2014 was a really exciting year for us - we had a brand new baby, I was in school, I left my career after 7 years, we moved to Walla Walla, we bought our first house. It was a year of change for the better but still change that left me reeling. This time last year I was depressed in a way that scared me. More than just a sad or empty feeling, anxiety was layered under and within and on top of the depression in ways that left me physically immobile for hours at a time, trapped inside my own head which was a highly unpleasant place to be. Depression told me lies like I’m inherently bad, incompetent and worthless, nothing matters, there’s no hope. Depression made my body heavy with hurt and fatigue, and my thoughts foggy. Anxiety gave me a constant feeling of dread and a nagging sense of guilt, but when I tried to sort out what I could possibly be afraid of or what I should feel guilty about I couldn’t navigate the fog to find a clear thought. My kids would ask me to play and I couldn’t stop weeping. They’d naturally become upset then I’d snap at them for it. Then I’d hate myself some more and wonder why I was so broken, why I couldn't appreciate the wonderful life going by in front of me. It’s not just society and the people who love us asking “why can’t you just snap out of it.” That accusatory useless question rang strongest inside my own head, in my own voice, playing into the vicious cycle of loathing myself for weakly succumbing to this intangible thing, the intangible thing which thrives and grows off of that self loathing.
My depression, anxiety, our culture of busy-ness, and just life, even when I was functioning better, stopped me from being present in the moment. I was in a hurry to finish a task, or in a rush to get out the door, and it made me say “maybe later” when I was asked to play, or “in a minute” when my kids wanted to show me something. It made me snap and lash out and resent and get lost in frustration when I could have been patient and connecting and teaching and loving. Don’t get me wrong, there was a lot of good stuff with my kids even at my worst, and now (at my much better) there are still a lot of hard moments, but seeing my anxiety about useless things fill so much space that could have been occupied by good brought me a lot of shame and I knew I could do better. Standing on the precipice of 2015 the one and only thing I wanted was to be present for my kids. That resolution led me to yoga, and it also led me to working with my primary care physician to find a medication that would help me out of the dark fog.
Everything everyone says about medicating depression stopped me from getting help sooner. They throw a pill at everything nowadays. Don’t numb your existence with a pill. A pill isn’t the answer, you need to change your behavior or the way you’re thinking. You have no reason to feel this way. Be strong. I had taken anti-depressants before and remember not being miserable anymore, but only because my range of emotion was narrowed to a sliver of apathy, which was better but not good. Another time I was on an anti-depressant that made me sleep 14 hours a night and wake up tired. I didn’t have much faith in anti-depressants, and I struggled with a sort of moral dilemma against medicating "feelings." Now with my 20/20 hindsight I can see my doubt and hesitation never served me.

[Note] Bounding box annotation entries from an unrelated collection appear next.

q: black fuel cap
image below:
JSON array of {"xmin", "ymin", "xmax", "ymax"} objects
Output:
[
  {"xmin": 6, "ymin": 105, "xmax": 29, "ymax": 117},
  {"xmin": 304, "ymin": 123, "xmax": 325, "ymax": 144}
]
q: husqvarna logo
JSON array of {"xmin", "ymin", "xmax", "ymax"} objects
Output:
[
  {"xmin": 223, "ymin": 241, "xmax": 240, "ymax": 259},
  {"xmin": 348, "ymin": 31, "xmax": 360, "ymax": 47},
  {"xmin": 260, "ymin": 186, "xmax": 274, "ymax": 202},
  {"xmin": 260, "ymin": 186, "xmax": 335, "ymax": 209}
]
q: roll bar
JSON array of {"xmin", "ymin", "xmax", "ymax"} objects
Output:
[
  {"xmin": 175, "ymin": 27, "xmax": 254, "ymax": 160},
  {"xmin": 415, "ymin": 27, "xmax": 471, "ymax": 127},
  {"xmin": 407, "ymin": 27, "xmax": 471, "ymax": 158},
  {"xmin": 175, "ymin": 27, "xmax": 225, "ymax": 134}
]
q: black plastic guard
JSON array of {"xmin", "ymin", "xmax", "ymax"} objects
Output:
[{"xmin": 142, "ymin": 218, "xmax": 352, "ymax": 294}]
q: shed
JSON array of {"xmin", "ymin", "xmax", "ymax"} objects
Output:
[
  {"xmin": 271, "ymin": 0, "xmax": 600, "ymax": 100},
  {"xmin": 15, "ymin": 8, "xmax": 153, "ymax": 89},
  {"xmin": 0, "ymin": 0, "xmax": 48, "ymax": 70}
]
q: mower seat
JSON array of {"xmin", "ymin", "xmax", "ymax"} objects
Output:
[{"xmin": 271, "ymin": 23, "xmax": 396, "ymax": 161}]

After a couple of weeks on Lexapro the fog cleared. If I felt nagged by anxiety now I could think logically about what was causing it, and complete the task, or have the conversation, or fix the problem, or often realize it was unfounded to begin with. Instead of waking up immediately overwhelmed by a dark nameless cloud I woke up and lived. I still felt sad sometimes, I still felt nervous sometimes, but I also felt happiness and confidence and security in a way I’d forgotten existed. It was truly life changing. I made friends, developed a routine, cleaned my house, read books, cooked, exercised, played with my kids, took deep breaths when I got frustrated. It wasn’t a perfect year, we had ups and downs and got sick a lot and I got dry socket and notably was blind for almost an entire week after being stabbed in the eyeball by a toddler fingernail. But it was the best year yet because I wasn’t a prisoner of my mind.
I’m so full of gratitude for the way my world became saturated with vibrant life and color and vivid experience in 2015. And so encouraged that I resolved to do something last year and actually did it! It’s not easy to talk about depression, that darkness feels intensely personal and I want to keep it shut away behind closed doors. But when I reflect about how I made my way to the other side of those doors I know I would have wanted to read that there is a way out. It may be a different way for you than it was for me but I promise you the hopelessness is a lie. Whatever you’re leaving behind you at midnight, may hope be ahead of you.